Kuala Lumpur : Malaysia Airlines Bhd has reported a year-on-year (yoy) revenue improvement of two per cent in the first quarter ended March 31, 2019 (Q1) on the back of increased available seat kilometres, but does not expect to break even this year due to external volatilities.
It said the increased available seat kilometres was driven by an 8 per cent increase in domestic and international capacity. Load factor was unchanged at 75.2 per cent as the airline matched increase in capacity with market demand. The airline saw a marginal growth in yield on the back of the added capacity and a positive passenger growth of 5 per cent.
The quarter saw improvement in ancillary revenue following initiatives that allow passengers greater choice and flexibility. This, coupled with competitive pricing for products such as prepaid baggage and seat selection and other ancillary products, saw an increase in ancillary revenue by 23 per cent yoy.
Izham Ismail, CEO, Group said notwithstanding an improvement in its Q1 operational performance in comparison to last year, it expects 2019 to remain extremely challenging. The competitive environment is expected to continue to tighten in 2019, driven by overcapacity in the region as well as domestic.

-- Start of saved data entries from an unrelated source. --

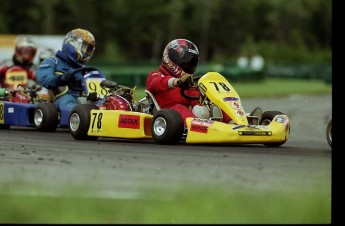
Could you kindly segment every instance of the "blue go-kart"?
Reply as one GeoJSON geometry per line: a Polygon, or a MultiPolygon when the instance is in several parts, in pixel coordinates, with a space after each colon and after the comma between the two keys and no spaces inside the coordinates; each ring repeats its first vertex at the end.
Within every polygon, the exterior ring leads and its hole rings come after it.
{"type": "MultiPolygon", "coordinates": [[[[78,104],[98,105],[100,97],[107,94],[100,86],[105,76],[93,67],[76,69],[71,76],[78,72],[84,74],[81,80],[83,95],[78,98],[78,104]]],[[[23,126],[54,132],[57,128],[68,128],[72,109],[58,109],[54,103],[55,98],[52,90],[42,93],[40,86],[21,87],[17,90],[0,89],[0,129],[23,126]]]]}

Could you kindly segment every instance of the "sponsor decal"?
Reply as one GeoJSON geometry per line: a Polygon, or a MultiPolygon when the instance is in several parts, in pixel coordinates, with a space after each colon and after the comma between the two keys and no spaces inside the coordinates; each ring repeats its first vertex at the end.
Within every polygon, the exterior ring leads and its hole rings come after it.
{"type": "Polygon", "coordinates": [[[91,134],[103,133],[102,129],[91,129],[91,134]]]}
{"type": "Polygon", "coordinates": [[[240,136],[272,136],[271,131],[238,131],[240,136]]]}
{"type": "Polygon", "coordinates": [[[198,52],[194,49],[188,49],[188,53],[198,54],[198,52]]]}
{"type": "MultiPolygon", "coordinates": [[[[152,76],[159,76],[159,75],[161,75],[161,73],[159,73],[159,72],[152,73],[152,76]]],[[[164,77],[164,76],[162,76],[162,77],[164,77]]]]}
{"type": "Polygon", "coordinates": [[[232,130],[237,130],[237,129],[240,129],[240,128],[243,128],[243,127],[246,127],[246,125],[235,126],[234,128],[232,128],[232,130]]]}
{"type": "Polygon", "coordinates": [[[241,105],[237,102],[237,101],[230,101],[230,106],[233,108],[233,109],[241,109],[241,105]]]}
{"type": "Polygon", "coordinates": [[[268,126],[262,126],[262,125],[247,125],[248,129],[266,129],[268,130],[268,126]]]}
{"type": "Polygon", "coordinates": [[[208,127],[212,124],[213,124],[212,121],[203,121],[203,120],[195,119],[191,123],[190,131],[194,131],[198,133],[207,133],[208,127]]]}
{"type": "Polygon", "coordinates": [[[280,122],[280,123],[284,124],[285,126],[289,123],[289,119],[284,115],[279,115],[275,121],[280,122]]]}
{"type": "Polygon", "coordinates": [[[205,86],[204,84],[199,83],[199,87],[202,89],[202,91],[203,91],[204,93],[206,93],[207,88],[206,88],[206,86],[205,86]]]}
{"type": "Polygon", "coordinates": [[[140,128],[140,116],[137,115],[120,115],[119,117],[119,128],[140,128]]]}
{"type": "Polygon", "coordinates": [[[237,114],[238,116],[243,116],[243,115],[244,115],[244,112],[243,112],[243,111],[238,110],[238,111],[236,111],[236,114],[237,114]]]}
{"type": "Polygon", "coordinates": [[[239,98],[237,97],[224,97],[223,98],[223,101],[226,102],[226,101],[237,101],[239,100],[239,98]]]}
{"type": "Polygon", "coordinates": [[[8,112],[8,113],[14,113],[14,108],[8,108],[8,109],[7,109],[7,112],[8,112]]]}

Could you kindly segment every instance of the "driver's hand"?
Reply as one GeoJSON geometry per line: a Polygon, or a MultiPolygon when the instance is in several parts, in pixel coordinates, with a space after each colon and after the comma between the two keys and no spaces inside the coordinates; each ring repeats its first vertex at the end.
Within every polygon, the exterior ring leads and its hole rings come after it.
{"type": "Polygon", "coordinates": [[[192,80],[191,74],[184,74],[176,82],[176,85],[178,87],[183,87],[183,86],[190,87],[192,84],[193,84],[193,80],[192,80]]]}
{"type": "Polygon", "coordinates": [[[72,79],[72,75],[69,73],[61,75],[61,80],[64,82],[69,82],[72,79]]]}

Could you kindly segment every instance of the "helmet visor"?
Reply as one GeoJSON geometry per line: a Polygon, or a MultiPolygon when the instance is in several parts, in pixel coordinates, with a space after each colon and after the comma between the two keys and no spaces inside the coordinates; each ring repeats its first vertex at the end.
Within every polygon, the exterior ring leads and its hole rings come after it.
{"type": "Polygon", "coordinates": [[[91,57],[95,50],[95,45],[92,43],[85,42],[81,37],[72,35],[67,40],[67,43],[71,44],[77,51],[80,51],[83,55],[91,57]]]}
{"type": "Polygon", "coordinates": [[[91,57],[93,55],[94,50],[95,50],[95,45],[83,41],[81,45],[81,52],[83,54],[87,54],[87,56],[91,57]]]}
{"type": "Polygon", "coordinates": [[[194,74],[199,63],[199,56],[186,53],[186,55],[181,59],[180,67],[188,74],[194,74]]]}
{"type": "Polygon", "coordinates": [[[16,50],[17,57],[24,61],[31,62],[36,55],[36,48],[33,47],[19,47],[16,50]]]}

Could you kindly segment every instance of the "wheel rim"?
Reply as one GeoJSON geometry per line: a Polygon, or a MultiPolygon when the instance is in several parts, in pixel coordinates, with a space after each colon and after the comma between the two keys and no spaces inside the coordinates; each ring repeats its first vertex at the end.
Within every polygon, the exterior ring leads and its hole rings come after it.
{"type": "Polygon", "coordinates": [[[43,112],[41,109],[37,109],[34,115],[34,121],[36,126],[40,126],[43,121],[43,112]]]}
{"type": "Polygon", "coordinates": [[[164,118],[158,117],[153,124],[153,131],[157,136],[162,136],[167,127],[167,122],[164,118]]]}
{"type": "Polygon", "coordinates": [[[80,125],[80,118],[79,115],[76,113],[73,113],[71,115],[71,119],[69,121],[69,127],[73,132],[77,131],[80,125]]]}

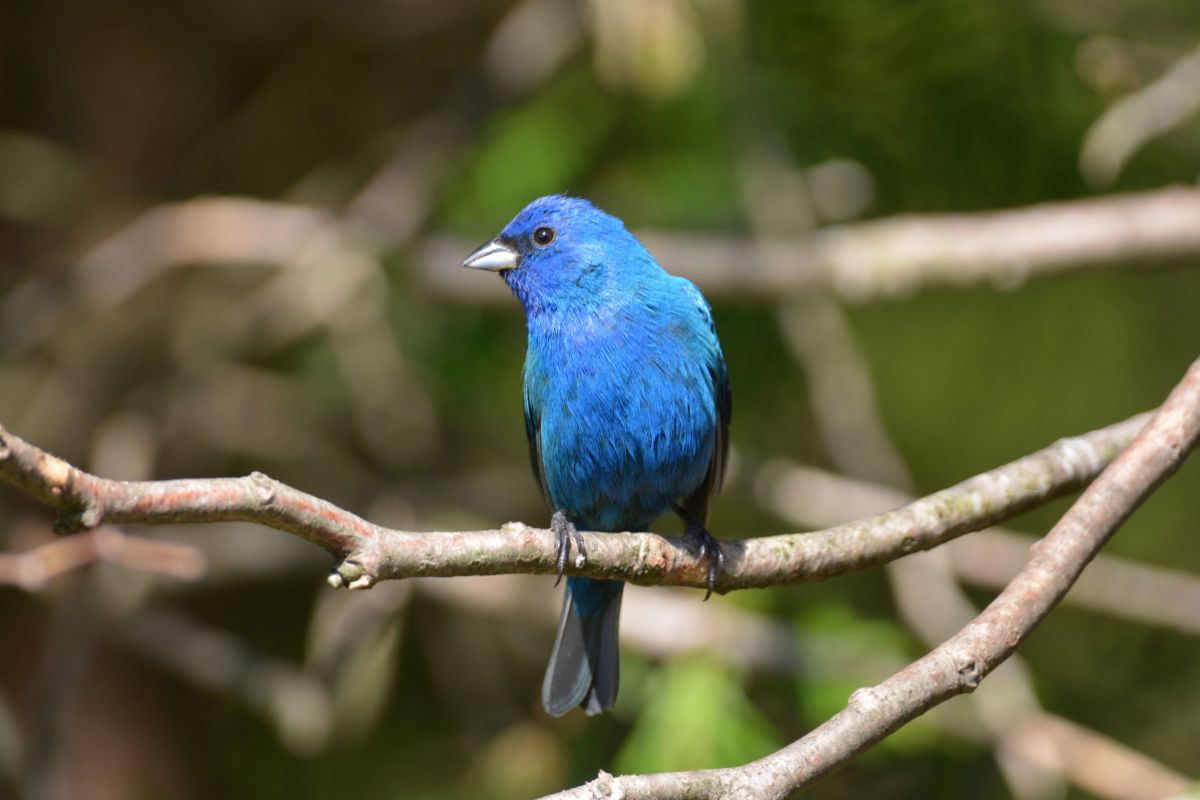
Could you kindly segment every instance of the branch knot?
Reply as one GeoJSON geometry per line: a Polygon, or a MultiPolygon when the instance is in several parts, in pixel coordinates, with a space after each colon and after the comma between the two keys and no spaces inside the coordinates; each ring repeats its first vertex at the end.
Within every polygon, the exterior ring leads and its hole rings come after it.
{"type": "Polygon", "coordinates": [[[254,482],[255,488],[258,490],[258,499],[262,501],[264,506],[269,506],[275,502],[274,480],[257,470],[250,473],[250,480],[254,482]]]}
{"type": "Polygon", "coordinates": [[[625,800],[625,788],[621,786],[621,779],[604,770],[600,770],[600,774],[588,788],[596,800],[625,800]]]}
{"type": "Polygon", "coordinates": [[[983,667],[979,659],[969,650],[958,650],[952,656],[954,669],[958,672],[960,685],[968,692],[974,691],[983,680],[983,667]]]}

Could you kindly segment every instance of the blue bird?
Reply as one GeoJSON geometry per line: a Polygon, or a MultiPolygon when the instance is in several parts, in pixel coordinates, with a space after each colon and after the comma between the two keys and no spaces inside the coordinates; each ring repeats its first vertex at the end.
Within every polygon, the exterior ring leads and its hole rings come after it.
{"type": "MultiPolygon", "coordinates": [[[[464,267],[499,272],[525,311],[525,432],[554,512],[559,578],[577,529],[642,531],[668,509],[708,561],[705,529],[728,452],[729,378],[712,312],[616,217],[586,200],[534,200],[464,267]]],[[[568,578],[542,684],[546,711],[597,714],[617,698],[620,581],[568,578]]],[[[705,595],[707,599],[708,594],[705,595]]]]}

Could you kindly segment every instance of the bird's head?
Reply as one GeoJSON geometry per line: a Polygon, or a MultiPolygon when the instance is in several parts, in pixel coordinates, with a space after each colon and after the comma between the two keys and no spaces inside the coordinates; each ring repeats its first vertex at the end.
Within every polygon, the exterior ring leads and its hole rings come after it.
{"type": "Polygon", "coordinates": [[[499,272],[527,314],[587,307],[614,297],[657,265],[624,223],[587,200],[540,197],[464,267],[499,272]]]}

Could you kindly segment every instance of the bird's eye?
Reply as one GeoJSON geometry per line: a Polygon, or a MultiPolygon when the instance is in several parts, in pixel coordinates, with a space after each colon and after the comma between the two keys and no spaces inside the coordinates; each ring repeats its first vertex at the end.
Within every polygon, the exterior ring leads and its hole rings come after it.
{"type": "Polygon", "coordinates": [[[554,228],[542,226],[533,232],[533,243],[538,247],[545,247],[554,241],[554,228]]]}

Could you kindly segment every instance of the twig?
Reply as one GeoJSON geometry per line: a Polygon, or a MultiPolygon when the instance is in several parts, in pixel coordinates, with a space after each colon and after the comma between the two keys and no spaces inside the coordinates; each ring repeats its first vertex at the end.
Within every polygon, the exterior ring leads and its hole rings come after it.
{"type": "Polygon", "coordinates": [[[195,580],[205,570],[204,554],[191,545],[127,536],[105,526],[24,553],[0,553],[0,584],[36,592],[51,578],[96,561],[180,580],[195,580]]]}
{"type": "Polygon", "coordinates": [[[1187,122],[1200,107],[1200,48],[1161,77],[1122,97],[1092,123],[1079,154],[1079,171],[1092,186],[1110,186],[1151,140],[1187,122]]]}
{"type": "MultiPolygon", "coordinates": [[[[836,525],[913,499],[895,489],[799,464],[782,469],[772,465],[767,472],[760,501],[797,525],[836,525]]],[[[1002,589],[1021,571],[1036,541],[1032,536],[988,528],[955,539],[945,549],[960,578],[1002,589]]],[[[1063,602],[1200,635],[1200,575],[1181,570],[1101,553],[1063,602]]]]}
{"type": "MultiPolygon", "coordinates": [[[[1139,415],[970,478],[904,508],[825,531],[731,540],[719,591],[811,581],[866,569],[979,530],[1090,482],[1145,424],[1139,415]]],[[[418,575],[556,571],[553,534],[509,523],[498,530],[409,532],[374,525],[261,473],[244,478],[111,481],[0,427],[0,481],[60,512],[56,528],[103,523],[258,522],[332,553],[335,587],[365,589],[418,575]]],[[[691,543],[651,533],[584,533],[588,561],[574,575],[702,588],[706,565],[691,543]]]]}
{"type": "Polygon", "coordinates": [[[571,798],[775,800],[845,765],[909,720],[973,691],[1062,599],[1134,509],[1173,473],[1200,438],[1200,359],[1138,434],[1038,545],[1025,568],[984,611],[932,652],[804,738],[740,767],[613,777],[552,795],[571,798]]]}
{"type": "Polygon", "coordinates": [[[1037,714],[1000,742],[1046,769],[1111,800],[1183,800],[1195,783],[1145,755],[1053,714],[1037,714]]]}
{"type": "MultiPolygon", "coordinates": [[[[1034,539],[1005,531],[981,531],[948,548],[965,581],[1003,586],[1020,569],[1034,539]]],[[[1200,575],[1100,555],[1079,579],[1067,602],[1114,617],[1200,635],[1200,575]]]]}
{"type": "MultiPolygon", "coordinates": [[[[1151,265],[1200,254],[1200,191],[1137,194],[985,211],[904,215],[756,243],[638,231],[671,272],[710,298],[832,291],[844,300],[912,294],[928,286],[1019,286],[1035,274],[1122,262],[1151,265]],[[737,269],[730,269],[737,264],[737,269]]],[[[421,254],[426,287],[457,302],[512,302],[501,281],[454,269],[477,242],[440,237],[421,254]]]]}

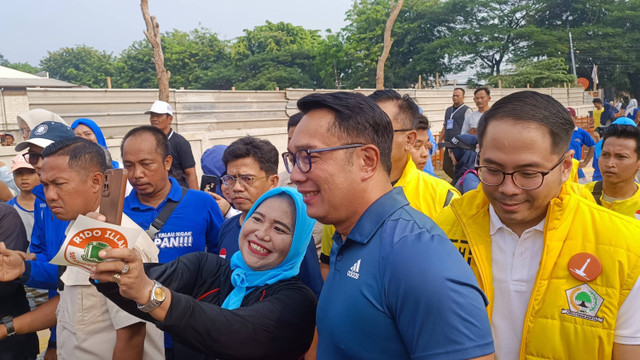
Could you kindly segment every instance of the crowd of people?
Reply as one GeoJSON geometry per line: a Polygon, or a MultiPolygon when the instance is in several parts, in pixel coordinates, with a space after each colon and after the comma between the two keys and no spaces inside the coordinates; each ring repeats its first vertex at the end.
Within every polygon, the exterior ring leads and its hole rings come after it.
{"type": "Polygon", "coordinates": [[[166,102],[120,162],[91,119],[20,115],[0,172],[0,359],[35,359],[44,329],[45,359],[640,358],[637,103],[594,100],[594,139],[548,95],[464,96],[437,143],[395,90],[307,95],[287,151],[216,145],[202,188],[166,102]],[[89,272],[51,264],[79,215],[106,220],[110,168],[134,246],[89,272]]]}

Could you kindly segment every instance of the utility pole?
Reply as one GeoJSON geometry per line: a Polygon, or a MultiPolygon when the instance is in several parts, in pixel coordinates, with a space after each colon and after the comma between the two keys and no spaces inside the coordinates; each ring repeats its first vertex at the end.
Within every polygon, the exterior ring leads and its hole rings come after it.
{"type": "Polygon", "coordinates": [[[569,31],[569,46],[571,47],[571,66],[573,67],[573,76],[578,78],[576,73],[576,59],[573,57],[573,39],[571,38],[571,31],[569,31]]]}

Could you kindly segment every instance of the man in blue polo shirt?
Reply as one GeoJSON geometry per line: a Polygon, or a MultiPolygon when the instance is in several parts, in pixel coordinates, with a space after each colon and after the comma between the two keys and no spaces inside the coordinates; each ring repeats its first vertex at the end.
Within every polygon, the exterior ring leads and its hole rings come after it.
{"type": "Polygon", "coordinates": [[[218,232],[224,221],[218,204],[202,191],[189,190],[169,177],[171,155],[166,135],[155,127],[140,126],[122,139],[122,161],[133,190],[124,201],[124,213],[143,229],[162,212],[167,202],[178,202],[154,243],[159,262],[195,251],[217,252],[218,232]]]}
{"type": "MultiPolygon", "coordinates": [[[[149,226],[168,202],[179,202],[153,242],[160,250],[158,261],[166,263],[180,255],[207,251],[217,253],[218,232],[224,221],[218,204],[210,195],[183,189],[169,177],[171,155],[167,136],[153,126],[130,130],[120,145],[122,162],[128,171],[133,190],[125,198],[124,213],[138,226],[149,226]]],[[[196,358],[179,344],[165,336],[167,359],[196,358]]]]}
{"type": "MultiPolygon", "coordinates": [[[[251,206],[262,194],[278,186],[278,149],[268,140],[245,136],[225,149],[222,162],[227,174],[221,180],[229,188],[233,207],[241,211],[225,220],[220,228],[219,254],[231,259],[240,250],[240,228],[251,206]]],[[[313,241],[309,242],[300,265],[300,280],[320,296],[323,281],[313,241]]]]}
{"type": "Polygon", "coordinates": [[[470,359],[493,353],[486,297],[402,188],[391,121],[362,94],[307,95],[283,157],[307,213],[334,225],[318,359],[470,359]]]}

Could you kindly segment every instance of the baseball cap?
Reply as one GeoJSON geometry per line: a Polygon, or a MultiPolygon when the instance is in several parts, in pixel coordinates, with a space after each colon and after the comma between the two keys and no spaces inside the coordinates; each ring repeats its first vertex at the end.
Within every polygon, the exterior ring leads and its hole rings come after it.
{"type": "Polygon", "coordinates": [[[567,108],[567,111],[569,112],[569,115],[571,115],[571,116],[577,116],[577,115],[576,115],[576,110],[575,110],[574,108],[572,108],[572,107],[568,107],[568,108],[567,108]]]}
{"type": "Polygon", "coordinates": [[[464,149],[475,151],[477,143],[478,137],[476,135],[460,134],[452,137],[450,141],[438,143],[438,146],[449,149],[464,149]]]}
{"type": "Polygon", "coordinates": [[[33,130],[31,130],[29,139],[16,145],[15,150],[22,151],[31,145],[40,146],[44,149],[55,141],[75,136],[76,134],[74,134],[73,130],[66,124],[56,121],[45,121],[34,127],[33,130]]]}
{"type": "Polygon", "coordinates": [[[9,173],[12,173],[18,169],[32,169],[35,170],[35,168],[33,166],[31,166],[31,164],[29,164],[24,157],[22,156],[22,154],[18,154],[16,156],[13,157],[13,159],[11,159],[11,170],[9,170],[9,173]]]}
{"type": "Polygon", "coordinates": [[[167,114],[173,116],[173,109],[168,103],[158,100],[151,105],[151,109],[149,109],[149,111],[145,111],[144,113],[167,114]]]}

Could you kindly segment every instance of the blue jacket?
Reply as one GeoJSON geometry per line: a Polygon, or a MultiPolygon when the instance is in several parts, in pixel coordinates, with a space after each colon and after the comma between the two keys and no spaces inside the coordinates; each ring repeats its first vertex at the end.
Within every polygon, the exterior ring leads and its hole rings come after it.
{"type": "Polygon", "coordinates": [[[31,192],[36,196],[36,200],[30,250],[36,254],[36,260],[25,261],[25,271],[20,282],[34,288],[56,290],[58,266],[50,264],[49,261],[60,250],[69,221],[59,220],[53,215],[44,199],[42,185],[34,187],[31,192]]]}

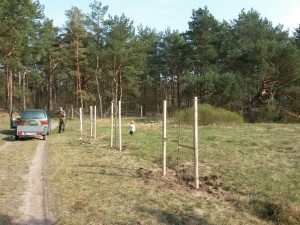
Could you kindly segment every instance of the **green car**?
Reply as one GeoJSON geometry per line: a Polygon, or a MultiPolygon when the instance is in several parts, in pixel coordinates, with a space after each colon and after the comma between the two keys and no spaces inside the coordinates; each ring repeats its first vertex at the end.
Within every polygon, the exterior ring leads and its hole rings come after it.
{"type": "Polygon", "coordinates": [[[16,128],[16,139],[19,136],[36,136],[42,135],[45,138],[45,134],[49,135],[51,131],[51,120],[47,112],[43,109],[26,109],[23,111],[12,110],[11,112],[11,128],[16,128]],[[19,117],[16,116],[19,114],[19,117]],[[23,132],[39,130],[34,127],[42,127],[43,132],[23,132]]]}

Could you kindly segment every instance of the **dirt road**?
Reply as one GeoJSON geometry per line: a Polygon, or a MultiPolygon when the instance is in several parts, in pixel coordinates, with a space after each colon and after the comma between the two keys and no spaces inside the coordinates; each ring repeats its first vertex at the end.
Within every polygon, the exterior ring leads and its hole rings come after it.
{"type": "MultiPolygon", "coordinates": [[[[57,127],[57,124],[52,124],[52,128],[57,127]]],[[[22,150],[21,141],[14,141],[14,136],[12,131],[2,131],[3,140],[6,142],[0,145],[0,155],[7,152],[22,150]]],[[[30,142],[30,140],[28,140],[30,142]]],[[[32,142],[31,142],[32,143],[32,142]]],[[[23,179],[25,180],[26,186],[22,189],[20,193],[11,192],[11,198],[19,199],[19,194],[21,195],[21,204],[19,208],[19,218],[10,218],[6,215],[0,214],[0,224],[15,224],[15,225],[51,225],[55,223],[55,220],[48,210],[48,195],[47,195],[47,173],[46,173],[46,162],[47,162],[47,141],[39,140],[36,148],[31,157],[29,172],[23,179]],[[13,195],[17,194],[17,195],[13,195]]],[[[5,176],[2,176],[2,181],[5,182],[5,176]]],[[[1,193],[0,193],[1,195],[1,193]]]]}
{"type": "Polygon", "coordinates": [[[16,222],[18,225],[54,224],[47,204],[46,145],[46,141],[40,141],[33,157],[27,177],[28,186],[24,194],[24,205],[20,209],[22,216],[16,222]]]}

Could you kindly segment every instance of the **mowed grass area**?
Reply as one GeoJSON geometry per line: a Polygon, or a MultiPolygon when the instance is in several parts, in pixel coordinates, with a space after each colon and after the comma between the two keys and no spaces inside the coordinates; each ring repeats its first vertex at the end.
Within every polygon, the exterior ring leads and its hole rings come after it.
{"type": "MultiPolygon", "coordinates": [[[[123,120],[123,151],[110,148],[110,121],[68,120],[48,138],[50,209],[67,224],[300,224],[299,124],[199,127],[200,189],[193,189],[192,128],[168,123],[162,177],[159,121],[123,120]]],[[[116,142],[118,143],[118,141],[116,142]]]]}

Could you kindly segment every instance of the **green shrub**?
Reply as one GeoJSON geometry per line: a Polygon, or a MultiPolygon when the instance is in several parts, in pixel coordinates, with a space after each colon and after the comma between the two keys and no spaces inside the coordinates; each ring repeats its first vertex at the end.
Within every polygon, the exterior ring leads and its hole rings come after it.
{"type": "MultiPolygon", "coordinates": [[[[194,123],[194,109],[187,108],[175,113],[175,119],[180,120],[183,124],[194,123]]],[[[209,104],[200,104],[198,106],[198,123],[201,125],[209,124],[241,124],[243,117],[235,112],[223,108],[217,108],[209,104]]]]}

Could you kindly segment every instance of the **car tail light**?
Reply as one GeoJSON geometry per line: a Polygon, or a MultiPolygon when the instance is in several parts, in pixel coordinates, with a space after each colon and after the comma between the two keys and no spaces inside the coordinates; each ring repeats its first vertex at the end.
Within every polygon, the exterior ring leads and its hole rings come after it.
{"type": "Polygon", "coordinates": [[[23,136],[23,135],[24,135],[23,132],[21,132],[21,131],[18,132],[18,136],[23,136]]]}
{"type": "Polygon", "coordinates": [[[25,125],[26,121],[25,120],[19,120],[19,125],[25,125]]]}
{"type": "Polygon", "coordinates": [[[48,120],[41,120],[40,123],[41,123],[42,125],[47,125],[47,124],[48,124],[48,120]]]}
{"type": "Polygon", "coordinates": [[[42,133],[42,132],[40,132],[40,131],[38,131],[38,132],[37,132],[37,135],[42,135],[42,134],[43,134],[43,133],[42,133]]]}

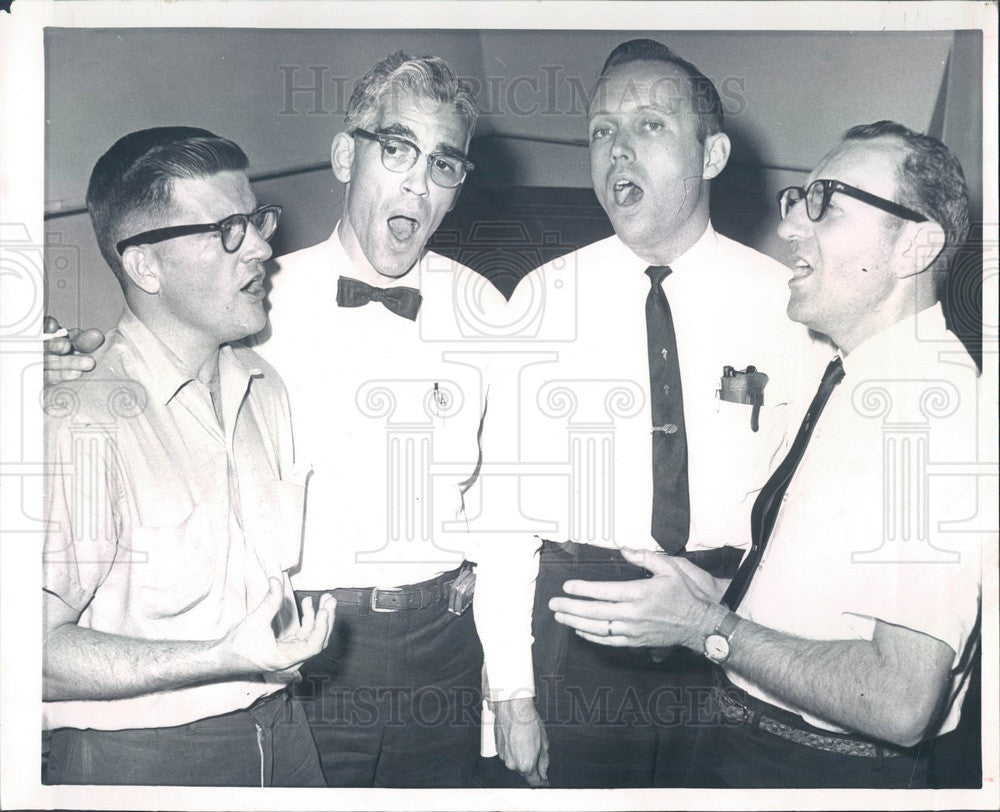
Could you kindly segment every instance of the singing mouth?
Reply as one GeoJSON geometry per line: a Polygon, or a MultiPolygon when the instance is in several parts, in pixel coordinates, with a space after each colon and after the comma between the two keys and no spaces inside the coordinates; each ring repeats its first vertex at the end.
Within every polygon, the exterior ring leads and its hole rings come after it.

This is largely driven by the price-sensitive leisure market which directly impacts yield.
"While the airline has hedged against fuel and forex, we will continue to be impacted by such external volatilities including the ongoing trade war between the US and China, and does not foresee to break even this year," he said in a statement.
The airline also noted a large increase in passengers in Q1 accessing the three Golden Lounges in KLIA following refurbishments and improvements in offerings.